There are clearly countless ways to spend and save money. However, the big three should be the top priorities. Once you feel comfortable with what you are saving on the above, then you can start tackling other priorities such as the below:

  • Education Funds: If you have kids, I know that their college costs are weighing on you like an 800 lb highly educated gorilla. And it may seem to make sense to prioritize their college fund before retirement because it comes first. However this can be a costly mistake. I know, putting yourself first is a hard concept to grasp for most parents. If you are like me, and every other parent I know, you haven't put yourself first in years. "Oh sweetie, you want my measly granola bar that I was going to eat for dinner? Even though you ate a pound of delicious pasta and meatballs 10 minutes ago for dinner, and I haven't had a full meal in seven years? Of course, take it. If you're happy, than I'm happy." Try to think of it as the airplane safety lecture. The adult first places the oxygen mask on their face before putting the mask on their child. You can't help anyone if you are not healthy, whether it's physical or financial. And, although not ideal, your kids can take out student loans if you have not saved enough. You do not have the option to take out a retirement loan. And for those parents who still can't stop the punishing self sacrifice for their children, think about it this way - if you don't have money to take care of yourself in retirement, your kids will have to take care of you!
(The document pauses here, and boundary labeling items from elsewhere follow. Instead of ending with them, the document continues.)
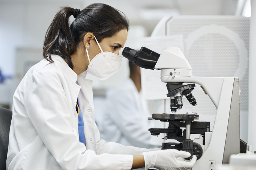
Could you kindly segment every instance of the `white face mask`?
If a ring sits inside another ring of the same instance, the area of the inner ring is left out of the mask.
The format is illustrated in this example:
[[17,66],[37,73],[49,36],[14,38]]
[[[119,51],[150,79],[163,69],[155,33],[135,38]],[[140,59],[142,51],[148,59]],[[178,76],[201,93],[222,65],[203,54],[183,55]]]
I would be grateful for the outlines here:
[[103,52],[95,36],[94,38],[101,52],[97,55],[91,61],[90,61],[88,50],[86,48],[87,56],[90,63],[87,71],[99,79],[104,80],[119,70],[123,57],[112,52]]

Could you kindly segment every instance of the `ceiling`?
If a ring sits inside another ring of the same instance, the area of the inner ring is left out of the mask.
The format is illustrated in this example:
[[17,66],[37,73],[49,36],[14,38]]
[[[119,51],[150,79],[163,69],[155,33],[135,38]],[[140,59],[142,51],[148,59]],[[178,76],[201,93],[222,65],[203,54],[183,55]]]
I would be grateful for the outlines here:
[[80,3],[86,7],[94,2],[109,5],[123,12],[131,25],[143,25],[150,35],[165,14],[234,15],[239,0],[0,0],[0,2]]

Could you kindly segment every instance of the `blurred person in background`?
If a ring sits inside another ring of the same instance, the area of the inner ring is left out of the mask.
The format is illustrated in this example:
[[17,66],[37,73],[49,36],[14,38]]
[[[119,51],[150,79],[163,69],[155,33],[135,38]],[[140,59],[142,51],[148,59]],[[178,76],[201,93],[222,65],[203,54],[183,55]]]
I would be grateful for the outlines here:
[[[70,17],[75,19],[70,24]],[[92,82],[119,69],[128,21],[103,4],[62,8],[47,31],[44,59],[28,71],[13,98],[6,169],[185,169],[188,152],[124,146],[101,140]],[[143,155],[142,155],[143,154]],[[185,168],[184,168],[185,167]]]
[[140,68],[129,61],[129,77],[107,93],[103,109],[100,137],[106,142],[150,148],[152,127],[147,101],[142,97]]

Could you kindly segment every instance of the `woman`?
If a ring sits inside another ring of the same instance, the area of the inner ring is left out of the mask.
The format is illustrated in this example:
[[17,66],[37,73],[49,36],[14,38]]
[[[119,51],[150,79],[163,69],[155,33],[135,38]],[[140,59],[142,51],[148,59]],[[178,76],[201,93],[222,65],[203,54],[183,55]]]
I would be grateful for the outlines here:
[[104,4],[81,11],[65,7],[57,13],[46,35],[45,59],[28,71],[13,96],[6,169],[193,166],[195,157],[176,159],[188,152],[149,152],[100,139],[92,82],[86,77],[88,72],[104,80],[119,70],[128,28],[123,15]]

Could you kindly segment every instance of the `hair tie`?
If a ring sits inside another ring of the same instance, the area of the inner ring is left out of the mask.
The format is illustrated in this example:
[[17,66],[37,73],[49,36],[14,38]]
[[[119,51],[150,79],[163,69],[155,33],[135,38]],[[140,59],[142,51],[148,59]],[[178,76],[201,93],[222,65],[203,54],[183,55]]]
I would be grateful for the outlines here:
[[75,9],[74,10],[74,12],[73,12],[73,16],[74,17],[74,18],[76,18],[76,17],[77,16],[77,15],[78,15],[78,14],[79,13],[79,12],[80,12],[80,10],[78,10],[78,9]]

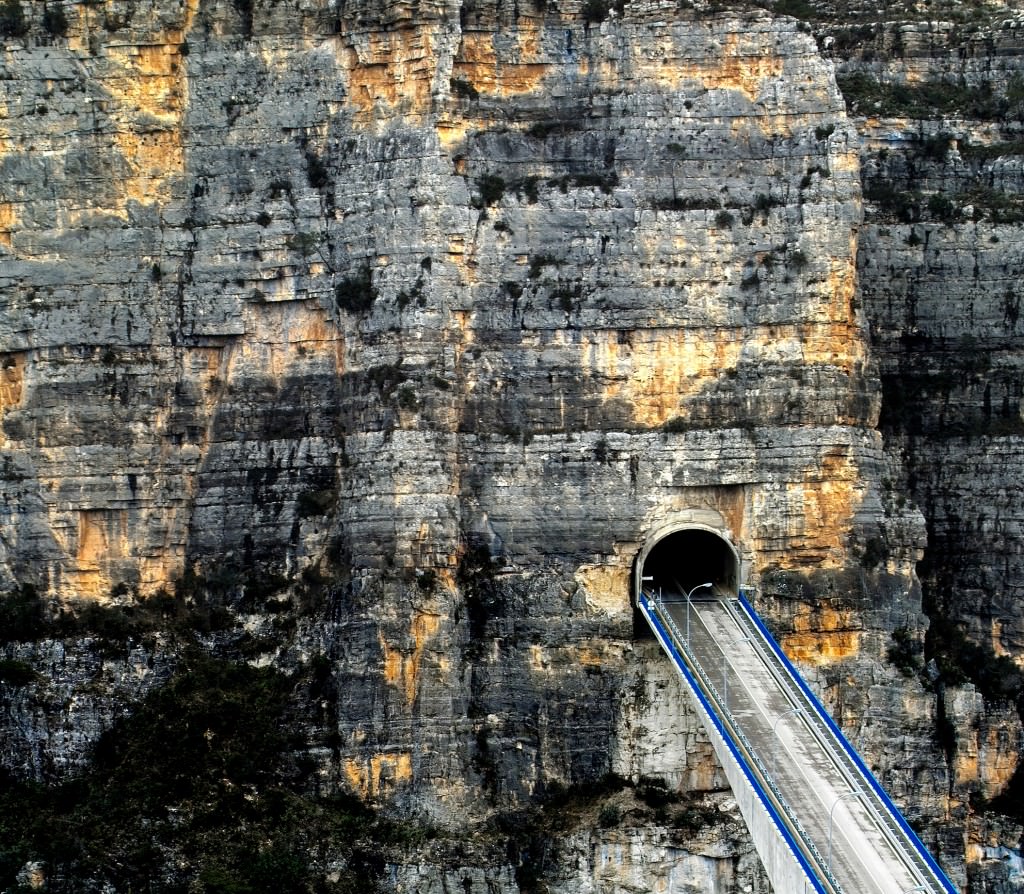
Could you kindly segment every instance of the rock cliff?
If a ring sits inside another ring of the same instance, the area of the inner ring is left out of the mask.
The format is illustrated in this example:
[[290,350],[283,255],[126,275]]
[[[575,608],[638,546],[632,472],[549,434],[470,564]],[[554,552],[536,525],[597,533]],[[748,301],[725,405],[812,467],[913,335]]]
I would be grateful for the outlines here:
[[[680,7],[0,4],[0,763],[79,816],[151,717],[292,732],[142,799],[144,856],[19,832],[3,884],[766,890],[634,626],[699,522],[957,882],[1019,890],[1019,681],[936,658],[1021,654],[1020,228],[880,193],[1019,165],[883,158],[850,88],[921,54],[873,31]],[[304,817],[252,865],[196,832],[243,792]]]

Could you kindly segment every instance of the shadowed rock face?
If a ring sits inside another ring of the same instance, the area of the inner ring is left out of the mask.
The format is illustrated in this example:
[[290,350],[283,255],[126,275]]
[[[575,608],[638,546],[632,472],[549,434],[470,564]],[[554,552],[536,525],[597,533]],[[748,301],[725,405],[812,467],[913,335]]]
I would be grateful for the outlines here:
[[[0,583],[177,588],[326,658],[316,785],[464,828],[608,772],[721,787],[630,605],[650,535],[703,513],[841,721],[907,731],[877,766],[934,828],[935,698],[885,663],[925,528],[877,430],[833,67],[761,11],[592,7],[112,0],[12,40]],[[175,656],[97,685],[87,647],[18,648],[65,677],[3,763],[47,778]],[[638,823],[655,876],[756,876],[741,837]]]

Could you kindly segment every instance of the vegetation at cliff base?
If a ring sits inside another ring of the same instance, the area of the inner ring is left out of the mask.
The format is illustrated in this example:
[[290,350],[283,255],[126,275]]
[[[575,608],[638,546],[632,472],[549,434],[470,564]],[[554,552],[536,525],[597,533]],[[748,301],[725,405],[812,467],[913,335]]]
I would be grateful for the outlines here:
[[372,891],[371,843],[402,829],[351,798],[304,794],[289,699],[269,668],[194,654],[57,786],[0,780],[0,890],[174,894]]

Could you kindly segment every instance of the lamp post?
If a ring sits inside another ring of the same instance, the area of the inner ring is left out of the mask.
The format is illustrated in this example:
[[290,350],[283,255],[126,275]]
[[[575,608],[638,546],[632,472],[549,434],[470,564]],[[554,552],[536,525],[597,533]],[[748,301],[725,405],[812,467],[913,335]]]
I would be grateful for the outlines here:
[[713,584],[709,581],[707,584],[697,584],[689,593],[686,594],[686,644],[690,644],[690,597],[697,592],[697,590],[702,590],[705,587],[711,587]]
[[828,867],[828,871],[831,871],[831,826],[833,826],[833,815],[836,811],[836,807],[839,802],[844,798],[859,798],[864,794],[863,789],[853,789],[849,792],[845,792],[839,796],[835,801],[833,801],[833,806],[828,809],[828,857],[825,860],[825,865]]
[[791,708],[788,711],[780,714],[775,718],[775,722],[771,725],[771,777],[775,779],[775,770],[778,768],[778,737],[775,735],[775,730],[778,728],[778,722],[783,717],[788,717],[791,714],[803,714],[803,708]]

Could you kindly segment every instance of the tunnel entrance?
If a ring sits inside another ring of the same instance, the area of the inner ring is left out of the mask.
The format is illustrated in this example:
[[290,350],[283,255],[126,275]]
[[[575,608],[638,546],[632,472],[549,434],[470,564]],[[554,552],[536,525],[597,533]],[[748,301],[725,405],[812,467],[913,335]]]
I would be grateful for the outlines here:
[[[666,534],[645,547],[638,556],[639,585],[666,596],[697,590],[694,597],[735,596],[739,587],[739,556],[735,547],[717,531],[698,526]],[[646,579],[650,580],[646,580]]]

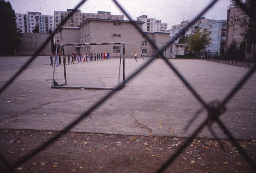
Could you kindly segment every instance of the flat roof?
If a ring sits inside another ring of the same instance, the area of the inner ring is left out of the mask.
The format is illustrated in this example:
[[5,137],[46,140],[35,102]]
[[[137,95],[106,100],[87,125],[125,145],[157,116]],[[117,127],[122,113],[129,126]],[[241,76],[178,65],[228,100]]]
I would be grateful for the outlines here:
[[[81,24],[79,25],[79,26],[78,26],[78,27],[80,27],[81,26],[83,25],[84,23],[85,23],[86,22],[87,22],[89,20],[106,21],[109,22],[126,22],[126,23],[132,22],[132,21],[131,20],[115,20],[114,19],[104,19],[88,18],[86,20],[85,20],[84,22],[83,22]],[[136,21],[134,20],[133,20],[133,21],[137,23],[142,23],[142,24],[145,23],[144,22],[140,22],[139,21]]]
[[147,33],[168,33],[170,34],[170,32],[168,31],[143,31],[143,32],[146,32]]
[[61,27],[60,28],[59,30],[59,31],[58,31],[58,32],[60,32],[61,29],[64,28],[68,29],[79,29],[79,28],[77,27]]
  • Early mortgage payoff: I frequently get asked if paying off a mortgage early is a good idea. The answer is yes, that's a great idea! The caveat is, as long as you've funded the above priorities and have extra money laying around. Most mortgage are low interest, 30-year loans. Your monthly expense is not going to increase with time, so there's no risk. Also, more than likely you can earn a higher interest rate investing that money versus paying off a low interest loan - meaning more wealth for you.